五条悟看着走向安检口的二人,叹了口气。
“我想不通他们两个为什么关系这么差。”
芳钟桃虽然性格迟钝,偶尔把所有指令都说明一遍也不明白的时候会觉得火大,但态度永远配合,做任务时笨拙但认真负责,并不让人讨厌。忧太一直对身边人都散发善意,非常珍惜所有对自己友好的朋友,甚至有些责任心强得过头。
不明白为什么啊。。。五条悟头痛地想。
“你对关系好坏的定义到底是什么?”
夏油杰冷笑一声,“你不会觉得你和歌姬前辈关系很好吧?”
“那倒没有,”五条悟仰头靠在机场的长椅上,懒洋洋地眯起眼睛道,“歌姬应该是真的烦我。”
又补上一句:“她也是真的弱。”
听到五条悟的话,夏油杰来了兴趣。既然分得清关系好坏,那他的理由是什么?
“你为什么觉得他们关系差?”
夏油杰看向不远处停在安检附近的二人。
“忧太,下次见。祝你好运,武运昌隆,一路顺风,平安健康,你一定要幸福啊。”
芳钟桃站在安检口,把能想到的所有祝福都说了一遍。又想起什么,神神秘秘地从口袋里掏出一张纸条给他。
“这是课程表,我会及时和你汇报工作的。”
“。。。谢谢。”,乙骨忧太接过,“之前在车里的那个问题,可以再问一次吗?”
没等芳钟桃的回答,乙骨忧太自顾自问道。
“每一面都有可能是最后一面,为什么小桃这一次想来送我?”
芳钟桃不知道怎么回答。
乙骨忧太站在安检口,不知道什么时候开始,刀袋在他背上不再显得巨大而沉重。他安静地等着芳钟桃思考,面容沉静。
不远处的工作人员小跑过来,核对身份后递给乙骨忧太危险品的贴纸,示意贴在刀袋上。他礼貌地道谢接过,将目光再次看向芳钟桃。
她看上去非常困惑,几次张口,但最终没有说话。
时间一分一秒过去,芳钟桃露出抱歉的表情。
“我不知道。”,她语速极快,有些忐忑的看着乙骨忧太。
“那么,这是第二件事,”。
乙骨忧太温柔的声音在他们二人之间响起,它注视着芳钟桃的视线依旧是柔和的,带着淡淡笑意,只是语气里带上了一丝不易察觉的愉悦。
“等小桃想到答案的时候,一定要立刻告诉我。”
五条悟转过头去,有点惆怅地说。
“忧太是那种…对身边人生气也不会说出口的类型。

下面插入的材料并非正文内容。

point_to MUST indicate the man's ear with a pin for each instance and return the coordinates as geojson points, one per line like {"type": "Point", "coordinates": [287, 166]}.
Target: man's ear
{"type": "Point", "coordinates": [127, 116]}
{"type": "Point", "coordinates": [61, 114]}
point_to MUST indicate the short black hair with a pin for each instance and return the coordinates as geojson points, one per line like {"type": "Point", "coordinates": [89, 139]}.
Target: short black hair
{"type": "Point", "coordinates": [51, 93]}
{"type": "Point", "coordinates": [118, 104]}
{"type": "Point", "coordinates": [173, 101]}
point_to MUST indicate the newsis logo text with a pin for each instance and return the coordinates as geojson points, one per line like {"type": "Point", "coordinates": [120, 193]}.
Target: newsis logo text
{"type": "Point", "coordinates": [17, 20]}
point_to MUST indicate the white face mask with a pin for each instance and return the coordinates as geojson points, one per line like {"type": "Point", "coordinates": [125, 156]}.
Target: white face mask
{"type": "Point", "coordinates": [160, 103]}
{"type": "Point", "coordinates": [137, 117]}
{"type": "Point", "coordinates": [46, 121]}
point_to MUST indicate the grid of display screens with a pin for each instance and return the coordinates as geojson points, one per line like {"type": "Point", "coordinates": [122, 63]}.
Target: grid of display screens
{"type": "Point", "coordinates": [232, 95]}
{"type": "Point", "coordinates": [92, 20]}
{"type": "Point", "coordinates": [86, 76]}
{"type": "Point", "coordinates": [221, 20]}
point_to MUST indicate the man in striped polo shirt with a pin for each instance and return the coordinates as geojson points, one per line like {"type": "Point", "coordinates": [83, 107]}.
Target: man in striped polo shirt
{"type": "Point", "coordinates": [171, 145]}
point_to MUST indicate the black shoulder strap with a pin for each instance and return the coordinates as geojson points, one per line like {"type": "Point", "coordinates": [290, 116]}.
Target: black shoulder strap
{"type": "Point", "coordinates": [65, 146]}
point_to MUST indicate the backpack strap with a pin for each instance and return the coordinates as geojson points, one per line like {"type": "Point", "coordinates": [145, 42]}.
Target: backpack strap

但是会非常…”,他思考着要怎么描述,“让人感到无形的压力?”
“跟你有点像吧!”,五条悟恍然大悟,拍拍夏油杰的肩,“内心已经气的冒烟了,但还在人前装出一副没事人的样子。”
夏油杰没有否认,继续问道,“所以呢?他在和那个呆子生气吗?”
“对。”,五条悟语气笃定道,“我第一次见到忧太生这么大的气。”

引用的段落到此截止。